Хроники Проклятого | страница 60
Кто не слышал, как пахнут тысячи трупов, гниющие на солнце без погребения, тот не знает запаха войны, запаха смерти. Выжившие в римской осаде эти пять страшных месяцев никогда бы не забыли эту густую, сладкую до тошноты вонь, только вот жизни им оставалось совсем чуть, и слово «никогда» имело для них совсем другое значение. Никогда – это до того момента, как легионы Цезаря Веспасиана под мудрым руководством его сына Тита войдут в столицу.
Войска римлян уже хозяйничали внутри городских стен, но Ершалаимский Храм, построенный архитекторами, как неприступная цитадель, сдерживал их натиск.
Иегуда был наслышан об истории Иотапаты,[50] ставшей пепелищем вместе со всеми жителями. Кто уцелел тогда? Предатель Иосиф бен Маттиаху,[51] продавшийся римлянам и ныне кричащий под стенами Ершалаима подобно ворону, предвещающему смерть? И еще те, кого Тит собирался провести за своими колесницами по римскому Форуму во время триумфа? Плоть остальных давно растащили дикие звери да расклевали птицы.
Риму не знакома жалость. Каждый римский солдат, не говоря уж о Цезарях, знал основное правило подавления бунтов на территории империи – живые должны завидовать мертвым. Проявление милосердия равнозначно проявлению слабости. И Тит не проявлял милосердия. А евреи не просили пощады.

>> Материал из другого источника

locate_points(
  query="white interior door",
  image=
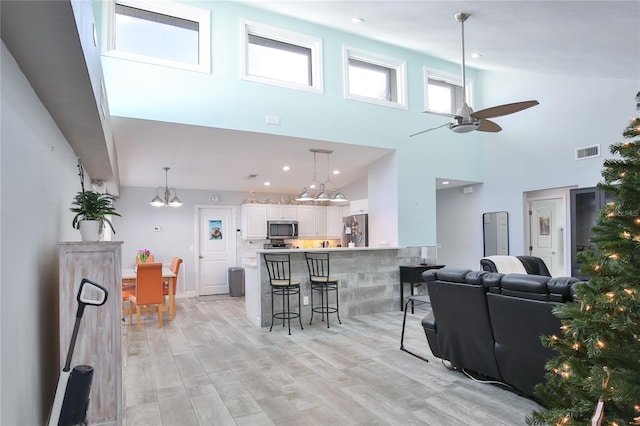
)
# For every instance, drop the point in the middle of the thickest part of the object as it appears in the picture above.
(216, 249)
(546, 236)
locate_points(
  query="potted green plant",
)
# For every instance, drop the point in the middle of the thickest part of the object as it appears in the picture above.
(92, 210)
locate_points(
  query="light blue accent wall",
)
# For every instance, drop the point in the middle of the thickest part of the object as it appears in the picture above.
(222, 99)
(535, 151)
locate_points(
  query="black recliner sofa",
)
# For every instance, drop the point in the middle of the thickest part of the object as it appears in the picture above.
(532, 264)
(490, 323)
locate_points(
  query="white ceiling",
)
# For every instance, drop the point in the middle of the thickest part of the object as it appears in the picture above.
(574, 38)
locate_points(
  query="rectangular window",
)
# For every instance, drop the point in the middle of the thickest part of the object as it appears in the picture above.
(158, 32)
(445, 93)
(280, 57)
(373, 78)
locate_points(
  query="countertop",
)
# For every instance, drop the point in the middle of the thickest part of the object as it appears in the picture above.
(251, 262)
(302, 250)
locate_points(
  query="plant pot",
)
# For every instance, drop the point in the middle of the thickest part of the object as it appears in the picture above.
(89, 230)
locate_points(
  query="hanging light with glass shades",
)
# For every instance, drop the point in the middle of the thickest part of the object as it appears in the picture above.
(324, 188)
(164, 195)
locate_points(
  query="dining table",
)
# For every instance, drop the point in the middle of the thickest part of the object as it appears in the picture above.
(129, 278)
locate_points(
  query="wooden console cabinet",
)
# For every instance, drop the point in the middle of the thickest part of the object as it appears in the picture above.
(99, 336)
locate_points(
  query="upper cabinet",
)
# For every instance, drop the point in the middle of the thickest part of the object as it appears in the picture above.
(312, 221)
(586, 203)
(359, 206)
(282, 212)
(334, 222)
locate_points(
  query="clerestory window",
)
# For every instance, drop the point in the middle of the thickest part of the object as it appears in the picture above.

Теперь история Иотапаты повторялась в Ершалаиме. Только число осажденных в пределах столицы было во много раз больше, чем тогда на севере – пришедший в Храм на Пейсах люд так и не смог вырваться из кольца римских легионов, и многие сотни тысяч евреев теперь ожидали своей смерти от рук захватчиков. Кто с оружием в руках, кто в слезах и стенаниях перед лицом неминуемой гибели.
Некоторые, правда, пробовали бежать из осажденного города, но ничего хорошего, как правило, из этого не получалось. Те, кто попадали в руки римлян, умирали на крестах под стенами, и предсмертные дикие крики распятых заставляли сжиматься сердца тех, кто их слышал.

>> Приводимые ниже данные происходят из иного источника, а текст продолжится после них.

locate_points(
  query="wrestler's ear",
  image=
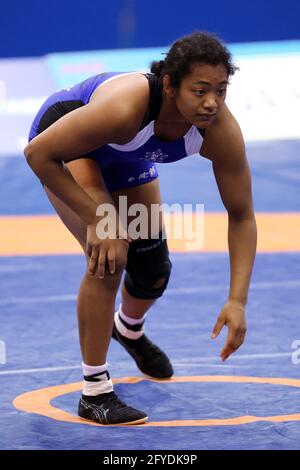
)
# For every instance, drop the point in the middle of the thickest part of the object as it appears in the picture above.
(168, 89)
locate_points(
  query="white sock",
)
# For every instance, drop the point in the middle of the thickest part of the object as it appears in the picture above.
(126, 331)
(101, 382)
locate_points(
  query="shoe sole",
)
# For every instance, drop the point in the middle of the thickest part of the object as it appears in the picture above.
(137, 421)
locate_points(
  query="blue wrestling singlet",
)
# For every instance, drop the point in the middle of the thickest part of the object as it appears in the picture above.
(130, 164)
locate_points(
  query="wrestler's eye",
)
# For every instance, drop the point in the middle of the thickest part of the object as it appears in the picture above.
(199, 92)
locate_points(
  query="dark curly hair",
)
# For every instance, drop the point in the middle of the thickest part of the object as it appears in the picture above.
(198, 47)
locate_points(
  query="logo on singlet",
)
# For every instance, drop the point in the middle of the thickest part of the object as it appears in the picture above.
(156, 156)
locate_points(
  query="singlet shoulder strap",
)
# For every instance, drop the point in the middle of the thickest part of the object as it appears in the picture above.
(155, 99)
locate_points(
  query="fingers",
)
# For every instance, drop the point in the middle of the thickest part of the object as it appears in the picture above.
(99, 259)
(217, 328)
(111, 259)
(101, 262)
(234, 340)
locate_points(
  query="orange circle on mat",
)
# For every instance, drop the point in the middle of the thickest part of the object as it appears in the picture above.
(38, 401)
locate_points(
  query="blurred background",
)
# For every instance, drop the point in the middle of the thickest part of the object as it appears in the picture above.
(45, 46)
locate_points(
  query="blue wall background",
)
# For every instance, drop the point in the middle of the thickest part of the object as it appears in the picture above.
(34, 28)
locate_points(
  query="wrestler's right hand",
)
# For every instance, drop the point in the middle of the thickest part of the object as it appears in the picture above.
(105, 254)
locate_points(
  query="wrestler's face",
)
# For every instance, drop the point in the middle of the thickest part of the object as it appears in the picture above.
(202, 93)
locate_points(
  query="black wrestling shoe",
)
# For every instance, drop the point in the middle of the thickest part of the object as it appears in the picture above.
(108, 409)
(149, 358)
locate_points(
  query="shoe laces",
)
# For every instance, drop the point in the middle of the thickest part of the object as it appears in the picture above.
(112, 400)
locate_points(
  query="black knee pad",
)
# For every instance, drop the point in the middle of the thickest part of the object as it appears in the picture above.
(148, 261)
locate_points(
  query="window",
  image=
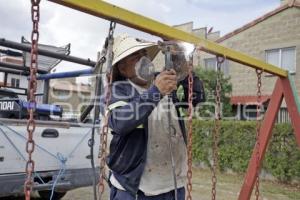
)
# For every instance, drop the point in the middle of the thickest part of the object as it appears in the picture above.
(284, 58)
(211, 64)
(15, 82)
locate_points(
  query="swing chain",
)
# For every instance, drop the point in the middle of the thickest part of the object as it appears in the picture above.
(258, 124)
(190, 129)
(32, 85)
(217, 127)
(105, 128)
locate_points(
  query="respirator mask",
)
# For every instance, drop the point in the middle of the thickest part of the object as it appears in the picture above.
(144, 69)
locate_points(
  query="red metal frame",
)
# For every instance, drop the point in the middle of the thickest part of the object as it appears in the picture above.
(281, 89)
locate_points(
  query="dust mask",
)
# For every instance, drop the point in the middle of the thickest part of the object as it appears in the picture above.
(144, 69)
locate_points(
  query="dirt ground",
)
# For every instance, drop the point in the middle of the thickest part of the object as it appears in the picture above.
(228, 189)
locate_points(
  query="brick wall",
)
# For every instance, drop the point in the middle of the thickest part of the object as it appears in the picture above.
(279, 31)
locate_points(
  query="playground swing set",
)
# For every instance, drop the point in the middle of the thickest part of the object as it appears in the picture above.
(283, 88)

Другие беглецы попадали в руки зелотов – защитников Ершалаима, и тоже гибли мучительной смертью, удостоившись позорного клейма предателей, так и не сумев покинуть городские пределы. Их тела вывешивали на стенах изнутри и оставляли без погребения по нескольку дней. Это уже никого не могло испугать – город пропах разлагающейся плотью. Трупы горожан, умерших от голода, от ранений, от снарядов римских баллист, тоже никто не хоронил.
Было негде. Было некому. Было некогда.